Nous sommes fondamentalement attachés :

  • aux principes de séparation du grade et de l’emploi,

  • au regroupement des effectifs par cadres d’emplois,

  • au classement de ceux-ci dans les grilles indiciaires.

Ces éléments sont garants de notre évolution professionnelle au moyen des concours et examens mais aussi à travers la reconnaissance de l’expérience professionnelle.

C’est ce qui permet à chacun d’entre nous de pouvoir atteindre le sommet de sa catégorie et d’avoir de réelles possibilités d’accéder à la catégorie supérieure.

 

  • La formation professionnelle

Depuis toujours, notre fédération s’implique pour le droit à la formation des agents des catégories C, B et A.

Dès 1972 nous nous sommes impliqués au CFPC (Centre de Formation des Personnels Communaux) puis au CNFPT (Centre National de la Fonction Publique Territoriale) en assurant la présidence du CNO (Conseil National d’Orientation) placé auprès du CNFPT.

 

Nos représentants siégeant dans les CTP (Comité Technique Paritaire) revendiquent la mise en place de plans de formation négociés dans nos collectivités et ont œuvré pour  le retour au 1% du budget formation.

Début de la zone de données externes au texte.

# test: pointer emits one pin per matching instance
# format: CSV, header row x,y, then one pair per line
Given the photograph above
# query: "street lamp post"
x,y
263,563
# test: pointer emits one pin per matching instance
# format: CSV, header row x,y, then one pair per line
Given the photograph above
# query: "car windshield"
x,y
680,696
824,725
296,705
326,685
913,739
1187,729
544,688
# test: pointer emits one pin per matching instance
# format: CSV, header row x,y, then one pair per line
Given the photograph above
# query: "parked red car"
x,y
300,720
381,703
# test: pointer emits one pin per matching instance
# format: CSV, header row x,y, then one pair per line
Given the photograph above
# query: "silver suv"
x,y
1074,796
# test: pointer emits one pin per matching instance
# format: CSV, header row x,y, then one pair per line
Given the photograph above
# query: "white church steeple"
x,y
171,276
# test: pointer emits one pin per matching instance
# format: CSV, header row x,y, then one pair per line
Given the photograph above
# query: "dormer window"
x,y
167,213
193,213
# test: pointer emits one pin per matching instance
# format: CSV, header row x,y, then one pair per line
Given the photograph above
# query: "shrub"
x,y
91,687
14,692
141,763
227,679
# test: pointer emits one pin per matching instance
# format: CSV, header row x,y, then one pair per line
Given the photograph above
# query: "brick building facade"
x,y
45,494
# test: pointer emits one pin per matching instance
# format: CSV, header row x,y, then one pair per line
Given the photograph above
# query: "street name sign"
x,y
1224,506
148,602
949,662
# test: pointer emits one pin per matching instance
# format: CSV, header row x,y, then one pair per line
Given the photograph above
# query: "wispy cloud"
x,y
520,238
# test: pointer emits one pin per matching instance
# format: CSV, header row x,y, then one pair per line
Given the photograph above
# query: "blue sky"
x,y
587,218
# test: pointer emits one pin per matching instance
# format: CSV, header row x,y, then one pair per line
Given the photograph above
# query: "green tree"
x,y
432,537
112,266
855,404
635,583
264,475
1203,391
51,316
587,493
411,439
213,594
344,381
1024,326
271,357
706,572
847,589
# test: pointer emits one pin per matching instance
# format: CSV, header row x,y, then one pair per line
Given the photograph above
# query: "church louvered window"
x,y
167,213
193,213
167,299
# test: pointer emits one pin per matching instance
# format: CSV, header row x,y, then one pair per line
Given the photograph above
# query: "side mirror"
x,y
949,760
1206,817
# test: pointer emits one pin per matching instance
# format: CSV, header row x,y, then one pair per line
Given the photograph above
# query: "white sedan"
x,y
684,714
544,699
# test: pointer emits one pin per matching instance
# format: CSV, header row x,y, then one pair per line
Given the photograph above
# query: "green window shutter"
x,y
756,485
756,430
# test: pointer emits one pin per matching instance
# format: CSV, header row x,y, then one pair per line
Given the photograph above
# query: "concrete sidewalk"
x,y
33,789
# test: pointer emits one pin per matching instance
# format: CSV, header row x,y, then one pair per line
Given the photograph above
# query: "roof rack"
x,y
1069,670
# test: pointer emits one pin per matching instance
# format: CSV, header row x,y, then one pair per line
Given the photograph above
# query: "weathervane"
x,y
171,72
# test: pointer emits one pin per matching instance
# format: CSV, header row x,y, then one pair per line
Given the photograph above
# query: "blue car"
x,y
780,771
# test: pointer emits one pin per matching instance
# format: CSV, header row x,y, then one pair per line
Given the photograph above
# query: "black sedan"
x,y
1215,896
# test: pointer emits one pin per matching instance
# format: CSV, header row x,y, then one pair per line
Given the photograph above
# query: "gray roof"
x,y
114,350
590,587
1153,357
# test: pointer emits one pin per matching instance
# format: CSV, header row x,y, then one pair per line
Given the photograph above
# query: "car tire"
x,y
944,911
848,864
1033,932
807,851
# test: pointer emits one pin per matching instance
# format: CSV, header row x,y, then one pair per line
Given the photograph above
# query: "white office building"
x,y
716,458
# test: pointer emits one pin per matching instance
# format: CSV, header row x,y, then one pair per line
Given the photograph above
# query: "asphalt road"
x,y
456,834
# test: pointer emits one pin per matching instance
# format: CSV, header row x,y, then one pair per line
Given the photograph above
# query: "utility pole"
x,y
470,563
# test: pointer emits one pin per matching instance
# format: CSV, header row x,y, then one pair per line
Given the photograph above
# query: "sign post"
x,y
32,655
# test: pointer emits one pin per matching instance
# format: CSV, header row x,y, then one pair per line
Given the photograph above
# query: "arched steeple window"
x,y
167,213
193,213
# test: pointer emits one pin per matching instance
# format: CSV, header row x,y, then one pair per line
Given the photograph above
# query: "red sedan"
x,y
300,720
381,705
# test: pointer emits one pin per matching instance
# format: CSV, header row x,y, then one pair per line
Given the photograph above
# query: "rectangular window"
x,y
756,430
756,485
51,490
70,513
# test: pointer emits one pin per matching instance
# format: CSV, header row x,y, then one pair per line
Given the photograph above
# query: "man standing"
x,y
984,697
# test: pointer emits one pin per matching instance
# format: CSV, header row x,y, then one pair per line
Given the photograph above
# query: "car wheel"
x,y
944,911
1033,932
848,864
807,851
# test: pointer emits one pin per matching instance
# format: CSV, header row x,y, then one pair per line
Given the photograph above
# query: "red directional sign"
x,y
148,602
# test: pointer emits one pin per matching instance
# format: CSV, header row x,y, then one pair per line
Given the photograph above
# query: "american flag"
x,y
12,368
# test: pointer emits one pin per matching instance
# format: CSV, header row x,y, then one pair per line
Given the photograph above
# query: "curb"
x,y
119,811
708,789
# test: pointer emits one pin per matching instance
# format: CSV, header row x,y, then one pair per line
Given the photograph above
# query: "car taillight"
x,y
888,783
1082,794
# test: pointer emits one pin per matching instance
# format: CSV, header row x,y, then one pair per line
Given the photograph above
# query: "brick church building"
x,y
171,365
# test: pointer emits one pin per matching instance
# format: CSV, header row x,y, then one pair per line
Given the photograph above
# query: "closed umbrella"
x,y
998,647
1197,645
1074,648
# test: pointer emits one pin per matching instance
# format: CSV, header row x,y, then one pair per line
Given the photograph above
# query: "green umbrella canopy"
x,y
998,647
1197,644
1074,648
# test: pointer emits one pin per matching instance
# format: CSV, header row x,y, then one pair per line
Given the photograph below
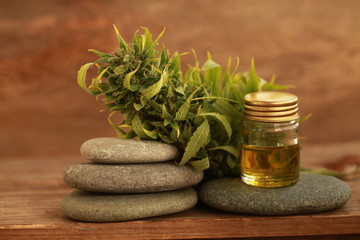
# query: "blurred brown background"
x,y
314,45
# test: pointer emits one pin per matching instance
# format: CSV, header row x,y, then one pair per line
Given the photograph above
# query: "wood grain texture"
x,y
30,206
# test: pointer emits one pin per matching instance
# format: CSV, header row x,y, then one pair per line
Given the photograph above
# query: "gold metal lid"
x,y
271,113
270,98
271,106
270,109
273,119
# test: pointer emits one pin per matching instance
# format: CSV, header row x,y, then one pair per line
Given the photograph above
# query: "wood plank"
x,y
31,192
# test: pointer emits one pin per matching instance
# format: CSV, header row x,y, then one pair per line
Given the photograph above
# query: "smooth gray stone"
x,y
116,150
313,193
131,178
102,207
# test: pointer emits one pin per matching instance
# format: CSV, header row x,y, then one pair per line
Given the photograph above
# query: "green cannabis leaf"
x,y
200,111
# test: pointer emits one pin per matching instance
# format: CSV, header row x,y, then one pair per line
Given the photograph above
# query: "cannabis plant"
x,y
200,111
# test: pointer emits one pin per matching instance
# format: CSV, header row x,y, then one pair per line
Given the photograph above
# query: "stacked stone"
x,y
128,180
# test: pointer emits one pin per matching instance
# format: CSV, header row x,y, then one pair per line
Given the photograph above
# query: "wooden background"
x,y
314,45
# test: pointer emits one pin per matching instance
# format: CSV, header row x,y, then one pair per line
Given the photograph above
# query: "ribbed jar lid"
x,y
271,106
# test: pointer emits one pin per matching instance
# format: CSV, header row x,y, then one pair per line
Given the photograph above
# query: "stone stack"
x,y
128,180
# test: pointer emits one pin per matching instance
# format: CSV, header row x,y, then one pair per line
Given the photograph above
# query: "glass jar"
x,y
270,155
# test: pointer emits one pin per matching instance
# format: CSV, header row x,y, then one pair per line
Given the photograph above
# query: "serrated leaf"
x,y
122,42
120,69
81,78
152,134
127,78
165,138
95,86
200,164
175,127
184,109
138,106
199,139
164,113
155,88
232,150
222,119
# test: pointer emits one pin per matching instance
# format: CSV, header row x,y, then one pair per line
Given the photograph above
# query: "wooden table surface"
x,y
31,191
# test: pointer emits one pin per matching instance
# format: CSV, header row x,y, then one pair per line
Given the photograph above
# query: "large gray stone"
x,y
313,193
131,178
116,150
102,207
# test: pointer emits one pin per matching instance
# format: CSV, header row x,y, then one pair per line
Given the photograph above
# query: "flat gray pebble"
x,y
131,178
116,150
101,207
312,193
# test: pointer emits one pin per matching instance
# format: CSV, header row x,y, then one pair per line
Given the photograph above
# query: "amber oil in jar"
x,y
270,154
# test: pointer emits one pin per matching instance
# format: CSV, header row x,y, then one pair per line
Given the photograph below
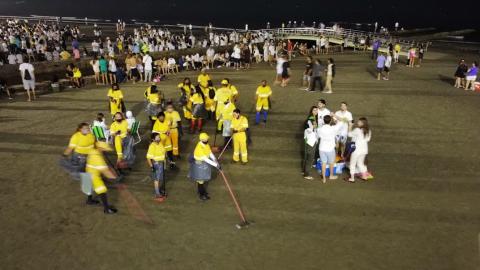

Par notre pugnacité, nous avons obtenu pour chacun, la reconnaissance pendant notre carrière de nos acquis professionnels ainsi qu’un droit à la formation tout au long de la vie.

 

  • Un paritarisme renforcé

La loi sur la rénovation du dialogue social a supprimé le paritarisme dans la fonction publique d’Etat n’autorise sa poursuite qu’après décision de l’organe délibérant au sein de la fonction publique territoriale !

Or, le paritarisme garantit un dialogue réel entre les représentants des employeurs et les représentants des personnels au sein des instances de concertation.

Pour nous, la rénovation du dialogue social passe par le rétablissement complet du paritarisme, afin de garantir un dialogue équitable et constructif entre les représentants des collectivités et les agents.

 

  • La retraite par répartition 

Attachés au principe de solidarité entre les générations, nous sommes et serons toujours  opposés à toute introduction d’un système de retraite par capitalisation[1] ou d’un régime unique par points[2] ou compte notionnel[3].

Par des propositions concrètes et réalistes, notre fédération a déjà démontré pour nos deux branches qu’il était possible de trouver les financements nécessaires au maintien de la retraite par répartition[4].

 

  •  Des services publics de proximité garants de l’égalité des droits des usagers

Nous réclamons que soit priorisé le maintien des services territoriaux en régie directe afin de réduire les coûts des services aux usagers.

Nous revendiquons le droit pour tous les usagers de bénéficier d’un service public de proximité quel que soit son lieu d’habitation.

C’est pourquoi nous participons aux réflexions d’amélioration des services en régie aux moyens des nouvelles technologies pour mieux répondre à nos besoins et à ceux des usagés.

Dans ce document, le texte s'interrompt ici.